Non per amore, questo era chiaro adesso, e Orem non poté fare a meno di provare vergogna di fronte ai Compagni della Regina, vergogna per essere così debole, patetico, inerme. La vergogna sopraffece la paura. Se voleva scoprire il suo potere o in qualche modo limitarlo, che lo facesse subito. Lasciò che la sua rete si allargasse un po’, quel tanto sufficiente per riempire la stanza, per ripulirla dall’odore dolciastro, nauseante della vista di Bella. Quando Bella non poté vedere, parlò: — Cosa è permesso fare al verro dopo che la scrofa è stata servita?

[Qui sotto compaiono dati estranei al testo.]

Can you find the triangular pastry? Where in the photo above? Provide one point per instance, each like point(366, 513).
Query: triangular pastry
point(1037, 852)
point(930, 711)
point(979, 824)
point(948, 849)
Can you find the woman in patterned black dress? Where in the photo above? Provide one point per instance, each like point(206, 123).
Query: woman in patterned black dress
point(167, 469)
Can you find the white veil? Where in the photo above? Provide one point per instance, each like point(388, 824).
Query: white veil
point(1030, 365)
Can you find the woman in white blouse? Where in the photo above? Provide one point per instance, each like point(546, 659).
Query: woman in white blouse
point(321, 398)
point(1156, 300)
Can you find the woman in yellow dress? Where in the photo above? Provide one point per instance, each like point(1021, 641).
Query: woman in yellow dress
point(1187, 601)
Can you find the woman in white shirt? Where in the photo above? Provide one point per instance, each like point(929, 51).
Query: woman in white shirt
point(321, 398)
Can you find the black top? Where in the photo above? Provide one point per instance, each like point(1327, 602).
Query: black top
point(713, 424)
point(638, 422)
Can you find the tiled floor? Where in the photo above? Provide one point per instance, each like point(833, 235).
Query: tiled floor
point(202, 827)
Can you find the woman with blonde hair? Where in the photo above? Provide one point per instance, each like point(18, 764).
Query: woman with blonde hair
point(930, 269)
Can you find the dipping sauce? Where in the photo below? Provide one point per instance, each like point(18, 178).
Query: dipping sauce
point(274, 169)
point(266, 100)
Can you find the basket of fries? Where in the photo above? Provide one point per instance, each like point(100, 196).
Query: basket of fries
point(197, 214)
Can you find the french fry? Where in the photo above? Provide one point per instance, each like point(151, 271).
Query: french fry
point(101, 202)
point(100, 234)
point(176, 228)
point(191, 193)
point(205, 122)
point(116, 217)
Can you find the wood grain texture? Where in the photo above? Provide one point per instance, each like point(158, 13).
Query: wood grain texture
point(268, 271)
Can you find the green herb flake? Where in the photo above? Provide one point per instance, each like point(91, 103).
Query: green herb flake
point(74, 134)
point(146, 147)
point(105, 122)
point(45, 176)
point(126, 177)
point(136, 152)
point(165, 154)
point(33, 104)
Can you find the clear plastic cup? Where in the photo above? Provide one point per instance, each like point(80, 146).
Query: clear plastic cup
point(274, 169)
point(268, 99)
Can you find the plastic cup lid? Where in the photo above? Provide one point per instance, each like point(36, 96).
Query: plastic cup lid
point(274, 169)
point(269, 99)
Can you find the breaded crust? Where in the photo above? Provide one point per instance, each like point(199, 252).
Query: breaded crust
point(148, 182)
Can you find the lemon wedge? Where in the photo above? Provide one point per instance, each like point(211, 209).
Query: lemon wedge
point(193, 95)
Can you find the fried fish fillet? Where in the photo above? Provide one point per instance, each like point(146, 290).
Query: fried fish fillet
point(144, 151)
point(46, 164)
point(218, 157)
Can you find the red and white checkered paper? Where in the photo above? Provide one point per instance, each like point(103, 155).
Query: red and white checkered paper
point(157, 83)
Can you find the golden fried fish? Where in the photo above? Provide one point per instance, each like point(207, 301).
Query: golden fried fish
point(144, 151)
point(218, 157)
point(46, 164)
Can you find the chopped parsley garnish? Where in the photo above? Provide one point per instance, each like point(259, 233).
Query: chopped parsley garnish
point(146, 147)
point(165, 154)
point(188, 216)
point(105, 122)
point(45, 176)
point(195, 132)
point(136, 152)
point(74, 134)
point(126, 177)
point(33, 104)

I loro occhi si spalancarono e per un momento non dissero nulla, in attesa, immaginò Orem, che la Regina li colpisse. O aveva sentito e non le importava o, come Orem sperava, non aveva sentito. Non aveva sentito, e Orem poteva avere un piccolo, patetico potere, abbastanza per non sentirsi pieno di vergogna.

— Ho chiesto — chiese di nuovo — cosa sono libero di fare.

— Apparentemente — disse la donna — qualsiasi cosa tu desideri.

Il basso borbottio della voce del vecchio aggiunse: — Tu comandi a tutti. Sei il marito della Regina. Sei il Piccolo Re e devono obbedirti.

Era un pensiero che dava alla testa, e Orem non si fidava. — Ditemi i vostri nomi, allora.

— Ti chiediamo perdono — disse la donna orribile. — Abbiamo sbagliato. Tu comandi tutti tranne Urubugala e noi.

— E perché voi no?

— Perché noi non ridiamo di te.

L’implicazione era ovvia. — Dunque tutti gli altri rideranno.

I due si guardarono nuovamente, e la donna sussurrò. — È la volontà di Bella. E cosa può impedire a Bella di essere obbedita?

Non era una domanda oziosa, non del tutto. Gli stava chiedendo se veramente lui sapeva qualcosa che loro non sapevano. Ma Orem non osava rispondere, non osava spiegare loro cos’era, anche se l’avesse saputo con sicurezza lui stesso. Cosa può impedire a Bella di essere obbedita? Bella vede tutto… tranne quello che non vede di non vedere. Non vede me? E non vede che non vede me? Indovinelli, indovinelli. Non posso rispondere, perché non so.

— Meno comandi — disse il soldato — meno rideranno.

— Non dirglielo, Coniglio — disse la donna. — Piccolo Re, comanda tutto ciò che vuoi. La tua vita sarà più facile se tutti ridono. Falli ridere. Anche la Regina riderà.

— Se la Regina ride, allora potrò comandare anche a lei?

Ci fu nuovamente un momento di stupore per la sua impudenza; e nuovamente non accadde nulla. E questa volta la donna orribile sorrise, e il vecchio soldato soffiò. — Chi lo sa? — disse il soldato.

— Coniglio. È questo il tuo nome?

Il soldato subito si scurì in volto. — È il nome che la Regina mi ha dato.

— E tu — disse Orem alla vecchia. — Come posso chiamarti?

— Mi chiamo Donnola, Bocca-di-Verità come soprannome. È il nome che la Regina mi ha dato.

— Io avevo un nome prima che lei me ne desse uno — disse Orem. — Voi no?

— Se l’avevo — disse Donnola — non lo ricordo più.